John Crealey: The Early Years
“Holy Jesus! Mother of Christ! Colleen, Colleen, get down here quick. Bring a sharp knife. Hurry, woman!”
The sight of his young son’s limp body suspended from the basement girders, tears running down his pale cheeks, his toes barely touching the overturned wooden crate, would break even a stranger’s heart. With tears in his own eyes, Bruce hugged the dangling legs of his 14-year-old son, pushing him gently upward to relieve the pressure of the rope around his neck.
“Oh, my beautiful child, what have you done? Oh, merciful God, please hear my prayer. Let my son live.”
“What’s the matter, Bruce? Why are you yelling?” Colleen asked as she hurried down the stairs with the knife in her hand.
“Come on, woman. Hurry up and help me in here.”
Colleen reached the door to her son’s bedroom and a wrenching pain in the lower region of her torso gripped her so hard that her body involuntarily doubled over. She dropped the knife and clutched her belly with both hands.
“Don’t you go fainting on me, woman. I need your help right now. Get over here with that knife,” Bruce shouted, and Colleen quickly recovered from the horrible feeling that threatened to render her unconscious. She knew she had to be strong to help her son.
“Pick up the knife, woman, and get over here.” She grabbed the knife and rushed toward them. “Stand on the box and cut the rope—hurry up,” Bruce instructed between clenched teeth.

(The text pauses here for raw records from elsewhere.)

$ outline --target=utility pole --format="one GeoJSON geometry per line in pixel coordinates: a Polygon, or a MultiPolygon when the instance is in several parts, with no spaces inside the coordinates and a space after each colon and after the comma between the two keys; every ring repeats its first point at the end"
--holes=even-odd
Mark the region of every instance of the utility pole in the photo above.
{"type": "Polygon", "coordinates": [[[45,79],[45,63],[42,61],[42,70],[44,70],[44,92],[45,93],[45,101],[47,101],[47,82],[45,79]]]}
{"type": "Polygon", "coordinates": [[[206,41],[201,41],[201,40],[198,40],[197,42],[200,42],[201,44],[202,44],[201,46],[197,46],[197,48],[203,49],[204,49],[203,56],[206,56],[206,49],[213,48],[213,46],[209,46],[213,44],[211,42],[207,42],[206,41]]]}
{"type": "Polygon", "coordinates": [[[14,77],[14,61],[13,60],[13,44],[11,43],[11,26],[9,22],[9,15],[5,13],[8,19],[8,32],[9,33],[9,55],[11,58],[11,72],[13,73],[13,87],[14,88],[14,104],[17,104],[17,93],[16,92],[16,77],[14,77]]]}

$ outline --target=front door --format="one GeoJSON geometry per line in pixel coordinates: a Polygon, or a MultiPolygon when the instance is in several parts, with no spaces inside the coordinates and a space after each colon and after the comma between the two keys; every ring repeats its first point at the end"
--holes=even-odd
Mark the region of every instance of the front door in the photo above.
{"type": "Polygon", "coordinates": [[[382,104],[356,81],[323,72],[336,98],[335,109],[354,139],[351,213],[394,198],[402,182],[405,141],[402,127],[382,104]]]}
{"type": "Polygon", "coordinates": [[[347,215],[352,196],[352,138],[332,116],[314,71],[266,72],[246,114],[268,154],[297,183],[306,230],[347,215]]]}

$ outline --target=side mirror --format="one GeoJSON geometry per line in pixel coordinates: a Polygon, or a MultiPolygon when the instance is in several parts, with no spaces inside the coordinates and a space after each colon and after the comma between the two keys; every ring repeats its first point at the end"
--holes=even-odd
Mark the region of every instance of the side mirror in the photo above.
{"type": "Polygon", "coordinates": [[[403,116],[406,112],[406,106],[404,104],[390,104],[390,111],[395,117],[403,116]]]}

Colleen stepped on the box without caution or preamble and cut the rope, releasing the almost lifeless body of her son into the arms of his father.
Bruce cradled the limp body of their son and gently placed him on the bed. Colleen put her hands on his teary cheeks and kissed his face as her own tears fell in torrents, mingling with those of her son.
Bruce wiped his eyes with the back of his hand before he unceremoniously pushed his wife out of the way and started trying to revive his son. “Hurry, woman! Go call the doctor,” Bruce shouted as he positioned his hands over his son’s chest. “For God’s sake, hurry.”
“Holy Mary, Mother of God, pray for us sinners, now and at the hour of our death. Pray for us….” The sound of Colleen’s voice faded away as she hurried up the stairs.
Bruce worked feverishly, trying everything he had ever learned to revive his son. He knew the boy was still alive because the body was warm and there was a very faint pulse. He worked quickly, talking to his son between long puffs of air into his lungs.
“John, don’t leave us. Don’t leave us, my son. Think about your poor mother. She wouldn’t survive if you die. Come back to us. Come back, my son.”
Bruce spoke softly to his son as he performed chest compressions. Then a few more short puffs of his breath into the young boy’s lungs and, finally, John coughed.
Bruce’s legs, which were slowly going limp as he waited for signs of life, regained strength. The cough was definitely a sign that his son was going to live. John coughed again, but it was obvious that the involuntary action caused him pain because he winced and seemed to suppress the next one.
The colour started to return to John’s cheeks but he didn’t open his eyes. His neck was bruised and red. Bruce gently raised his son from the bed and cradled the boy’s head against his chest. He felt the slow beating of his son’s heart and watched the slow motion of the rib cage with each inhalation and exhalation.
“Thank you, merciful God. Thank you from the bottom of my heart. With all that I am, I thank you, oh merciful Father.”
Colleen returned in about 20 minutes with Dr. White and Father O’Reilly. Dr. White, the middle-aged, bulbous-nose family doctor, praised Bruce for his quick thinking and action. Based on Colleen’s description of the boy’s condition, he had dreaded what he was going to face. He’d expected the worst but hoped for the best. It was much more than relief Dr. White felt knowing that John had escaped the wretched hands of death because of the extraordinary efforts of his father. He stood with his arms behind his back, as was his custom, and stretched his five-foot, five-inch rotund frame upward as if in an effort to match his height with the pride he felt at that moment.
Dr. White had brought all of the Crealey children into the world and had a deep fondness for each of them. Perhaps because he never had children of his own he thought of all the children he delivered as his. The walls in his office were covered with photographs of their births, baptisms and weddings.
Father O’Reilly stood at the foot of the bed clasping his prayer book between fat pudgy fingers. He reeked of throat lozenges, a smell John abhorred. He would often become physically sick to the stomach at just a hint of it.
Father O’Reilly was unusually quiet as he watched Dr. White carefully check the boy who was lying now on his narrow bed with his flushed pink cheeks turned to the wall. Dr. White wrote a prescription and handed it to Bruce with instructions on how to administer the medications, which consisted of a painkiller and an antibiotic ointment. Dr. White recommended complete bed rest and promised to return the following day to check on John’s condition.